Module 6 Notes

Download notes as a PDF

Upcoming Assignments/Quizzes

Assignments	Open Time	Due Time
Module 6 Data Quiz	October 5th (1:00 am EST)	October 7th (11:55 pm EST)
Module 6 Conceptual Quiz	October 5th (1:00 am EST)	October 7th (11:55 pm EST)

Notes from Discussion Board/Office Hours

Khan Academy video on Statistical Power

Group summary statistics with the `aggregate()` function

Getting a summary statistics based on groups (e.g. a categorical variable) is a common activity in data analysis. One way to do this is in R is to make individual subsets of the dataframe for each level of the group using the subsetting methods we have used in previous modules. However, this can become arduous for groups that have many different categories, and can end up filling up your memory if you’re working with big data. A better approach is to use the aggregate() function. Here’s an example using the mtcars dataset, where we calculate the mean hp for each type of cyl:

# Average horsepower for each cylinder type
aggregate(hp ~ cyl, data = mtcars, mean)

##   cyl        hp
## 1   4  82.63636
## 2   6 122.28571
## 3   8 209.21429

We can also save this output into a new object, and subset parts of the new dataframe to make comparisons:

# Average horsepower for each cylinder type
avg_hp_cyl <- aggregate(hp ~ cyl, data = mtcars, mean)
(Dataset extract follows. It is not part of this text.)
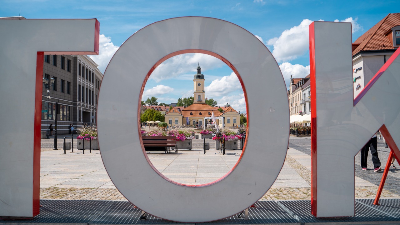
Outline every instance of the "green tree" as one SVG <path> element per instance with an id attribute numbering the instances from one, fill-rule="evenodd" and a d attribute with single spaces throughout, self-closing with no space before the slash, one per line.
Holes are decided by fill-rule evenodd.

# On average, how much more horsepower do 6 cylinders than 4 cylinders?
avg_hp_cyl[2,2] - avg_hp_cyl[1,2]

## [1] 39.64935

Note that this is not only limited to calculating means, we can use other functions like sum, min, and max.

Group summary statistics with the `dplyr` package

Another way to do the same calculation is to us the group_by() and summarize() functions in the dplyr package. This approach is nice because we can use the pipe operator %>%, and it also works faster for large datasets than the base R approach:

library(dplyr, quietly = T)

## Warning: package 'dplyr' was built under R version 3.5.1

## 
## Attaching package: 'dplyr'

## The following objects are masked from 'package:stats':
## 
##     filter, lag

## The following objects are masked from 'package:base':
## 
##     intersect, setdiff, setequal, union

mtcars %>% 
  group_by(cyl) %>% 
  summarize(avg_hp = mean(hp))

## # A tibble: 3 x 2
##     cyl avg_hp
##   <dbl>  <dbl>
## 1     4   82.6
## 2     6  122. 
## 3     8  209.

Other notes

Information on the final exam schedule will be coming shortly.
If the Console pane in RStudio showing a + that means that R is expecting more information, which typically means that there is a missing " or ).
Use the == (which reads as “is equal to”) when subsetting, not the = (which is using for assignment).
Don’t worry if you’re having trouble defining p-values, many scientists and researchers do too!